The stochastic nature of cell-specific signal molecules (such as transcription factor, ribosome, etc.) and the intrinsic stochastic nature of gene expression process result in cell-to-cell variations at protein levels. Increasing experimental evidences suggest that cell phenotypic variations often depend on the accumulation of some special proteins. Hence, a natural and fundamental question is: How does input signal affect the timing of protein count up to a given threshold?
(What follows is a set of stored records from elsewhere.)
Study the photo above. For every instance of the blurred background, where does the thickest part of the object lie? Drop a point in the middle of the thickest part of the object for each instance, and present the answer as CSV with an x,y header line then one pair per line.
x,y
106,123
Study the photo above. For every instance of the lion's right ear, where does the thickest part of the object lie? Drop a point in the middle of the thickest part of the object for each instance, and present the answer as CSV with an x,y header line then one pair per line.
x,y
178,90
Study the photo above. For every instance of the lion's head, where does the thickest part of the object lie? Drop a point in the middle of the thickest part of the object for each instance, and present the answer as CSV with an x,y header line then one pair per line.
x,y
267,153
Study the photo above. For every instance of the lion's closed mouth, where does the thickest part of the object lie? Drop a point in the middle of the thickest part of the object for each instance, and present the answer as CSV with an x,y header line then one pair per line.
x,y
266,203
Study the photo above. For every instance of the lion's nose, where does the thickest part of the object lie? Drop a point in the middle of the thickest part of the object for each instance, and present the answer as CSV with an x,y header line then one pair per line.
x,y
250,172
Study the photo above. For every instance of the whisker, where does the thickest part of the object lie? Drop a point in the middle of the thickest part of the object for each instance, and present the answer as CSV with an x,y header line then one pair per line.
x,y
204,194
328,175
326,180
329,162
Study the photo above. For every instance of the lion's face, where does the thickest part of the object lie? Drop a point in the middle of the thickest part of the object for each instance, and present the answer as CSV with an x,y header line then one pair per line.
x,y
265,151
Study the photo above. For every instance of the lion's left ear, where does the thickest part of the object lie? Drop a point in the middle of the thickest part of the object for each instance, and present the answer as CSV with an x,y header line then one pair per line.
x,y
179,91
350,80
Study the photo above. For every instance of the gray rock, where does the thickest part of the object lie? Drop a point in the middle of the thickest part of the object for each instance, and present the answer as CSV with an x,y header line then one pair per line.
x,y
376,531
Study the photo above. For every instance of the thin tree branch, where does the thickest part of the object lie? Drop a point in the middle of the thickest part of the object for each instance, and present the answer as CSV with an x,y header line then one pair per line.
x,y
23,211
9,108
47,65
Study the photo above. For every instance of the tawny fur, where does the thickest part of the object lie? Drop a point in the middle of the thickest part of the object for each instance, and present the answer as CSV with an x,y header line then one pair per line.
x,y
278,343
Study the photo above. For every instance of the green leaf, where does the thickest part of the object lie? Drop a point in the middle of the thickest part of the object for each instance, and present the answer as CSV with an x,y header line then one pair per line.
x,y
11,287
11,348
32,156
To this end, we study effects of input signal on the first-passage time (FPT), the time at which the number of proteins crosses a given threshold. Input signal is distinguished into two types: constant input signal and random input signal, regulating only burst frequency (or burst size) of gene expression. Firstly, we derive analytical formulae for FPT moments in each case of constant signal regulation and random signal regulation. Then, we find that random input signal tends to increases the mean and noise of FPT compared with constant input signal. Finally, we observe that different regulation ways of random signal have different effects on FPT, that is, burst size modulation tends to decrease the mean of FPT and increase the noise of FPT compared with burst frequency modulation. Our findings imply a fundamental mechanism that random fluctuating environment may prolong FPT. This can provide theoretical guidance for studies of some cellular key events such as latency of HIV and lysis time of bacteriophage λ. In conclusion, our results reveal impacts of external signal on FPT and aid understanding the regulation mechanism of gene expression.